Глупо думать об этом, так же глупо, как думать о белом и цветном полотенцах, вывешенных здесь, вроде как сигнальные флажки на корабле.
– Он даже не проснулся, когда я его переодевала. Счастливый возраст. Никаких забот.
– Да, – подтверждает Луи.
– Лишь бы с ней ничего не стряслось.
– С кем?
– С Мари.
– Нашел, нашел, – победно кричит Жан-Жак, размахивая книжонкой из классической серии, – она лежала на радиоприемнике. Должно быть, ее читала мама.
Послушай, бабуленька:
– Ну и скучища эта «Афалия», – орет Симона.
– Бабуленька, четверть девятого.
– Куда же запропастилась Мари?
– Я хочу есть… Я хочу успеть поесть, прежде чем начнется «Афалия».
– Не успеешь… Не успеешь, – дразнится Симона. Она валяется в столовой на диване.
– Изволь-ка встать. У тебя грязные туфли. Мама не разрешает…
Телевизор горланит. Жан-Жак твердит:
– Я хочу есть… Я хочу есть…
Симона сучит ногами, цепляется за бабушку – та пытается стащить ее с дивана. Как это ни странно, Луи все сильнее ощущает свое одиночество среди этого невообразимого шума и гама, который бьет ему по мозгам. Он с размаху хлопает ладонью по столу:
– Замолчите, черт возьми, замолчите и выключите телевизор.
Стоит сойти с автострады 568, которая сливается с кольцевой дорогой номер 5, пересекает город и на выезде опять разветвляется, одна ветка идет на Пор-де-Бук, другая – на Истр, как попадаешь на тихие, будто не тронутые временем улочки.
Мари надо бы торопиться, но она погружается в эту тишину, которая засасывает и оглушает ее, как только что оглушая шум от карусели автомобилей и грузовиков.
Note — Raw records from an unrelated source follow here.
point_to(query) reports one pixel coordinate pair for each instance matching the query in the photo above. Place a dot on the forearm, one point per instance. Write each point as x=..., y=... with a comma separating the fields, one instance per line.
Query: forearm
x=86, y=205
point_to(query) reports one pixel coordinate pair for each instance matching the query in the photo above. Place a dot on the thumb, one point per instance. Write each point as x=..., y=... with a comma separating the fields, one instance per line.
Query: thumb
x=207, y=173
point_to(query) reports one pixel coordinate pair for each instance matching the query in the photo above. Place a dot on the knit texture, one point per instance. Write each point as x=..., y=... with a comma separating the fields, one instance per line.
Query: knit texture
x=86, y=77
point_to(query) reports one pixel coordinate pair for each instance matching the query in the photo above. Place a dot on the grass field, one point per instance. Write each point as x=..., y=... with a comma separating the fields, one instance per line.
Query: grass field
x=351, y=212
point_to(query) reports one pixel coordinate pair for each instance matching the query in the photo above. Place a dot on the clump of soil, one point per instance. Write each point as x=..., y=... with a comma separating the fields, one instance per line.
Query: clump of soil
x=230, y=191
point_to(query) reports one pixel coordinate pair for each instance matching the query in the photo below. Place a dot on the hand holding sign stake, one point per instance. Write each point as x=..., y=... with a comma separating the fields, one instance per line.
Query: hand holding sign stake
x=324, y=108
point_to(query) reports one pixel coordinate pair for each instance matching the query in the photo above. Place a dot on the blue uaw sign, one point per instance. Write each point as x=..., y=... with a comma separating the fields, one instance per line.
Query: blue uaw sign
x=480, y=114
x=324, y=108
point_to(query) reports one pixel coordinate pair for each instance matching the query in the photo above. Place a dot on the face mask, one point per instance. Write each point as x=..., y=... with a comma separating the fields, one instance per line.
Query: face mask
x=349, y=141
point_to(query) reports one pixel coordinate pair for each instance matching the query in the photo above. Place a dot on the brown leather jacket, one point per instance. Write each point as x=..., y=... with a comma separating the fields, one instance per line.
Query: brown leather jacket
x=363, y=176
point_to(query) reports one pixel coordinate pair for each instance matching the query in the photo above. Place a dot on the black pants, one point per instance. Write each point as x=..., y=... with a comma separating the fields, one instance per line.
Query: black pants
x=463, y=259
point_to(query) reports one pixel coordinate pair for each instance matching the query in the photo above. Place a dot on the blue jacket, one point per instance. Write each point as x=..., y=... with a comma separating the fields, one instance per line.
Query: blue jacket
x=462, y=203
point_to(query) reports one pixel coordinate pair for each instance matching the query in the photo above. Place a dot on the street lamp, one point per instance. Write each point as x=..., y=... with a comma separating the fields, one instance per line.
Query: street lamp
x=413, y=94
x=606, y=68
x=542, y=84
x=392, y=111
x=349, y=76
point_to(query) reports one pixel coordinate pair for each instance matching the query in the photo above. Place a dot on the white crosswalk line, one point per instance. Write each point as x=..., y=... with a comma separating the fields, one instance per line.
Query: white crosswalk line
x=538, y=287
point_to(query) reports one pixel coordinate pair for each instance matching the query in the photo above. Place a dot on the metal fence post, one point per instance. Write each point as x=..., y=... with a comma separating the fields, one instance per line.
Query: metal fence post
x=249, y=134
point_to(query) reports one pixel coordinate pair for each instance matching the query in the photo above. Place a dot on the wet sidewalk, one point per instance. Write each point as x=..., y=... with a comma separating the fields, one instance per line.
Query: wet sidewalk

Здесь город опять становится большой деревней, какой он и был до недавнего времени. Лампочки, освещающие витрину, слабо помаргивают в полумраке. Над маленькой площадью, на которую выходят пять переулков, словно бы витают какие-то призраки, и Мари кажется, что она задевает их головой. Кошки шныряют у кучи отбросов. Подворотни вбирают в себя всю черноту фасадов. Только белоснежная статуя мадонны ярко сияет в нише.
Угол стены густо зарос диким виноградом.
В переулках угадываются юные пары. Еще немного, и Жан-Жак придет сюда с девушкой искать прибежища во тьме, а там, глядишь, и Симона затрепещет здесь в объятьях какого-нибудь парня. Как бежит время! Я превращусь в старуху, так почти и не увидав жизни – одни лишь ее отражения, которые вечер за вечером приносит телеэкран.
А здесь, в этой глухой тишине, неохота ни задаваться вопросами, ни искать ответа на них, ни тревожиться по разным поводам. Остается одно желание – наслаждаться спокойствием, которое тотчас утрачиваешь, стоит лишь поднять глаза к небу, где скрещиваются лучи, отбрасываемые фарами автомобилей, что, минуя мост, выезжают на дорогу в Марсель.